Open MPI logo

Open MPI User's Mailing List Archives

  |   Home   |   Support   |   FAQ   |   all Open MPI User's mailing list

Subject: Re: [OMPI users] Openmpi not using IB and no warning message
From: Jeff Squyres (jsquyres_at_[hidden])
Date: 2009-10-26 15:20:50


On Oct 15, 2009, at 2:14 AM, Sangamesh B wrote:

> I've run ibpingpong tests. They are working fine.

Sorry for the delay in replying.

Good.

> Are there any additional tests available which will make sure that
> "there is no problem with IB software and Open MPI. The problem is
> with Application or IB hardware"?

George mentioned the point that using "--mca btl openib,self" will
only allow OMPI to use those two networks.
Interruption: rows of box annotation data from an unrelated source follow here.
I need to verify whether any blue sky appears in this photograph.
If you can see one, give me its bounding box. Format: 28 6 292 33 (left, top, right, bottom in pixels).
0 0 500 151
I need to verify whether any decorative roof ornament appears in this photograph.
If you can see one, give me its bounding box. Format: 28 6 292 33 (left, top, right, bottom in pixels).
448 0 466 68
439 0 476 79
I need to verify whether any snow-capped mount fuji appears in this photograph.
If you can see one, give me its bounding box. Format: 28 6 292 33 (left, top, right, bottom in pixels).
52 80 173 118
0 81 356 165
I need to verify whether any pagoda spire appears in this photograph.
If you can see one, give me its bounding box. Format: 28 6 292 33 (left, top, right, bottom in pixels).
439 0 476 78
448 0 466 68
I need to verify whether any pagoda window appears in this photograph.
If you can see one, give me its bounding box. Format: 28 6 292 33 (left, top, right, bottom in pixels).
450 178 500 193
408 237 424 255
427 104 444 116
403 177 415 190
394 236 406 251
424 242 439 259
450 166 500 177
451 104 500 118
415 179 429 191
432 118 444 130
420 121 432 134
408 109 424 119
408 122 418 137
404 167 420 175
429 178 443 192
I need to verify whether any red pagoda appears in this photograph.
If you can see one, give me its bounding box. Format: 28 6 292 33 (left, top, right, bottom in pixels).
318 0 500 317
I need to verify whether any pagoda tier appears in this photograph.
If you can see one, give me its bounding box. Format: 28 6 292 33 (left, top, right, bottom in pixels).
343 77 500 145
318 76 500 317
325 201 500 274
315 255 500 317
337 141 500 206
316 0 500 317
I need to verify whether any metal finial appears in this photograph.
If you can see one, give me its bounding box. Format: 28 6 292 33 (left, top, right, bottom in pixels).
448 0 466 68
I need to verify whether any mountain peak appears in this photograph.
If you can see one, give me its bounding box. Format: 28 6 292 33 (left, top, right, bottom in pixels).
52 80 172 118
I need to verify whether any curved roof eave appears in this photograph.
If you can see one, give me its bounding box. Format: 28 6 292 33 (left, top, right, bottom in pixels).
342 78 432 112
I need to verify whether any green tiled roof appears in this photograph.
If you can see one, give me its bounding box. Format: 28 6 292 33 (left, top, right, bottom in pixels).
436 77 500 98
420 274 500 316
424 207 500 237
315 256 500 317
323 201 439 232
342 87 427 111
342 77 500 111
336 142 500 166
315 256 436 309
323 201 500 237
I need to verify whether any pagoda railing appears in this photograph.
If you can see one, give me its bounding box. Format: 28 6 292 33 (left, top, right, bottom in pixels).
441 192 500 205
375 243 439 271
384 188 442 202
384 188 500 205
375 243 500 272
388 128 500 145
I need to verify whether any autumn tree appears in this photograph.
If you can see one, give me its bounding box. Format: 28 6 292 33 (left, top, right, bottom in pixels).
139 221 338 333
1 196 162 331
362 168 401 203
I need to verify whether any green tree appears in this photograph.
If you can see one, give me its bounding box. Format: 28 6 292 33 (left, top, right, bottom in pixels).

So you should be good
there -- with those command line options, it'll either run on IB or it
will fail to run if the IB is not working.

Unfortunately, OMPI currently only has a negative acknowledgement when
you're *not* using high-performance networks -- it doesn't give you a
positive acknowledgement when it *is* using a high-performance network
(because this is the much more common case).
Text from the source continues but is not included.